© homéopathie, Boiron, déremboursement, FSPF - DR
Déremboursement de l’homéopathie : à quel prix vendre les doses et les tubes de granules ?
L’homéopathie est déremboursée depuis le 1er janvier, avec pour conséquence un changement de TVA (2,5 % à 10 %), une baisse prévisible des volumes et un prix de vente qui devient libre. Chaque pharmacien doit déterminer un prix de vente au public lui garantissant une certaine marge.
Avant le déremboursement, le prix d’achat HT (PAHT) pharmacien du tube de granules (TG) était de 1,21 €, et le prix de vente TTC (PVTTC), honoraire de dispensation inclus, de 2,35 €. Soit une marge de 1,09 € avant remise (au demeurant faible : 2,5 % au maximum).
Le tube dose (TD), qui était au PAHT de 1,06 € et au PVTTC de 2,1 €, dégageait pour sa part une marge pharmacien de 1 €.
Après déremboursement, le nouveau tarif au catalogue de Boiron est de 2,68 € pour le TG et 2,5 € pour le TD. Avec application d’une remise au minimum de 30 % et au maximum de 40 %, soit un PAHT de 1,61 € à 1,88 € pour le TG et de 1,50 € à 1,75 € pour le TD, en appliquant les prix de vente conseillés par Boiron (respectivement de 2,95 € pour le TG et de 2,75 € pour le TD), on obtient une marge pharmacien variant de 0,80 € à 1,07 € pour les TG et de 0,75 € à 1,00 € pour les TD.
« Pour avoir la même marge qu’avant, un pharmacien n’ayant que la remise minimum (30 %), devrait donc vendre ses tubes de granules à 1,88 € + 1,09 € + TVA 10 %, soit 3,27 € TTC, et avec la remise maximum (40 %) : 1,61 € + 1,09 € + TVA 10 %, soit 2,97 € TTC, soit pratiquement le prix conseillé par Boiron », analyse Denis Millet, président de la commission études et stratégie économiques à la Fédération des syndicats pharmaceutiques de France (FSPF).
En suivant le même raisonnement pour les TD, le pharmacien doit vendre : 1,75 € + 1 € + TVA 10%, soit 3,03 € TTC si sa remise est de 30 %, et s’il obtient la remise maximum (40 %), le PVTTC sera de 1,5 € + 1 € + TVA 10 %, soit 2,75 € qui est le prix conseillé par Boiron.
La marge restante pour les pharmaciens n’ayant obtenu que 30 % de remise, s’ils appliquent les prix conseillés, sera de 0,80 € pour les TG et de 0,75 € pour les TD.
« Les différences de remise vont entrainer une position concurrentielle avantageant les plus grosses officines, déplore-t-il.
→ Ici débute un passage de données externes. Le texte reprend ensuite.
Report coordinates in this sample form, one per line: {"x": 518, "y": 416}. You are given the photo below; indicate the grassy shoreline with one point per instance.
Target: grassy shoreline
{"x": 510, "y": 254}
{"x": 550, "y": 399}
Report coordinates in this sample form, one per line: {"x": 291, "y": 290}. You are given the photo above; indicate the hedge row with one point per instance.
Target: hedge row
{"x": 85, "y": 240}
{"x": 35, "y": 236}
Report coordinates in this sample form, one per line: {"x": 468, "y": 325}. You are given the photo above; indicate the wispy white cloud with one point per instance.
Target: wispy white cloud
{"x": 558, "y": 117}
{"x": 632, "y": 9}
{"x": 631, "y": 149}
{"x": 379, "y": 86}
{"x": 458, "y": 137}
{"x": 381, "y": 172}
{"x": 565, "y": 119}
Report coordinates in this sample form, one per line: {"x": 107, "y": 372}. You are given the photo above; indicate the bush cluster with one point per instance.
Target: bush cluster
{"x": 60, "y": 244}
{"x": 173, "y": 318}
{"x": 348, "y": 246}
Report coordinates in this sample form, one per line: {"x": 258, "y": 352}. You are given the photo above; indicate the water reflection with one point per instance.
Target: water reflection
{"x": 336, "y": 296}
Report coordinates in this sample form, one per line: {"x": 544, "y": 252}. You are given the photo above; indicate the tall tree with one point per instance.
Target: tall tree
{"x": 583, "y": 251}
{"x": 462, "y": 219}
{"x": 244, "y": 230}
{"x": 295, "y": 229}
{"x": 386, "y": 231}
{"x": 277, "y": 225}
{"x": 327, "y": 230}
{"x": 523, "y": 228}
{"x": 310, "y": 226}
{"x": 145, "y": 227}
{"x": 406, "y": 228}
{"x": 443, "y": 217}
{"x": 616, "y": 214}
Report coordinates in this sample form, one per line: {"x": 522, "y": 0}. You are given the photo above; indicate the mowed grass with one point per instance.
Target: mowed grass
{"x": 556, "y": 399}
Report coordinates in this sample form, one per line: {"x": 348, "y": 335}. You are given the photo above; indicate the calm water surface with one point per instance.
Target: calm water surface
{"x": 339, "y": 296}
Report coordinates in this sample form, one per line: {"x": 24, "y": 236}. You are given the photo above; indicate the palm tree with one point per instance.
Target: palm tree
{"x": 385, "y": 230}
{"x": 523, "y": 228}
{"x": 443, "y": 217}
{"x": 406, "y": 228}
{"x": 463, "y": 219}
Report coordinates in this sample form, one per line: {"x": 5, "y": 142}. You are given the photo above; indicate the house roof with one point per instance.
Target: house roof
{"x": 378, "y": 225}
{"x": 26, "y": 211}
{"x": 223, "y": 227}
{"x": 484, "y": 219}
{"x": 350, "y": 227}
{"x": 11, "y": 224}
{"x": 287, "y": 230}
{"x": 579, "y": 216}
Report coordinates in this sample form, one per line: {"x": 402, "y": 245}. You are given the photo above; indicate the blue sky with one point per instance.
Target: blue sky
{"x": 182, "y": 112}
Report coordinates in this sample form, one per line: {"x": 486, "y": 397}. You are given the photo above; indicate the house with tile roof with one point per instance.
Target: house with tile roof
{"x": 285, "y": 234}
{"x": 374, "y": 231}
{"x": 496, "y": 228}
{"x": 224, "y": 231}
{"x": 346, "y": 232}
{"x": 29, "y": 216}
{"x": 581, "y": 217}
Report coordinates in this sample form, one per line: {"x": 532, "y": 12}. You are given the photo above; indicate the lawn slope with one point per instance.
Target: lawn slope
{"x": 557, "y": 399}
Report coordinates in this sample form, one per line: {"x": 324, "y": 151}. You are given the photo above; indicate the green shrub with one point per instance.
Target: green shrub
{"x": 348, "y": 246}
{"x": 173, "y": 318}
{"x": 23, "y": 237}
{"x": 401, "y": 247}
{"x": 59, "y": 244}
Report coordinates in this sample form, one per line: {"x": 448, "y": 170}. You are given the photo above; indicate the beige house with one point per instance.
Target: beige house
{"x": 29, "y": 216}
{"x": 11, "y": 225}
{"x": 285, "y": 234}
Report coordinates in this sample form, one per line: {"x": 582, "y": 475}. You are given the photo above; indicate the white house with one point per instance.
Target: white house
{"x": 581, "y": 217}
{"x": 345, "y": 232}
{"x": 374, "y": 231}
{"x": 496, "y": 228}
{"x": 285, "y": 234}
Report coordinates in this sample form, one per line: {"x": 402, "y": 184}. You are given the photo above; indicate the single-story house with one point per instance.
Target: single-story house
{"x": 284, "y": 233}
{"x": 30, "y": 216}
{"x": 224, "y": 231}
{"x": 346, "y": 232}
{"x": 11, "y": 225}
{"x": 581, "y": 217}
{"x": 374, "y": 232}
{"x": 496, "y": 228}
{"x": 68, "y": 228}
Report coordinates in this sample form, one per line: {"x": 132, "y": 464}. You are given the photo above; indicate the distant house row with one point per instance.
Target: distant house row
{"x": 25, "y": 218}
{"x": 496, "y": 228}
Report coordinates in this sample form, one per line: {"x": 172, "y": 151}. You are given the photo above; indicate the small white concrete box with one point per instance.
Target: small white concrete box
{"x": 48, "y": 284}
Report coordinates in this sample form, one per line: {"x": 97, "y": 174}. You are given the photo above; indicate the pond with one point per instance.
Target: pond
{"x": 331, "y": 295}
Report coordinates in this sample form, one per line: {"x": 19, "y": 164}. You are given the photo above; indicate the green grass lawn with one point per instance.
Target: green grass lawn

On peut penser qu’une majorité de pharmaciens va appliquer les prix conseillés et essayer d’obtenir le maximum de remise de son fournisseur. »
Prix bas : le jeu n’en vaut pas la chandelle
Cependant, une politique de prix bas sera difficile à rentabiliser. Par exemple, une baisse du PV TTC à 2,50 € d’un TG, soit 0,45 € d’écart qui parait nécessaire pour marquer sa différence avec la concurrence, la perte de marge sera de 0,41 € par tube, soit une marge restante de 0,68 € pour le pharmacien, et donc une perte de marge de 37,6 %.
Conséquence : pour récupérer une marge identique de 1,09 €, il devra vendre 1,6 tubes, soit une augmentation de 60 % des ventes. Un pari risqué selon Denis Millet : « pour quelques centimes, les patients seront-ils prêts à aller chercher un prix loin de chez eux ? ».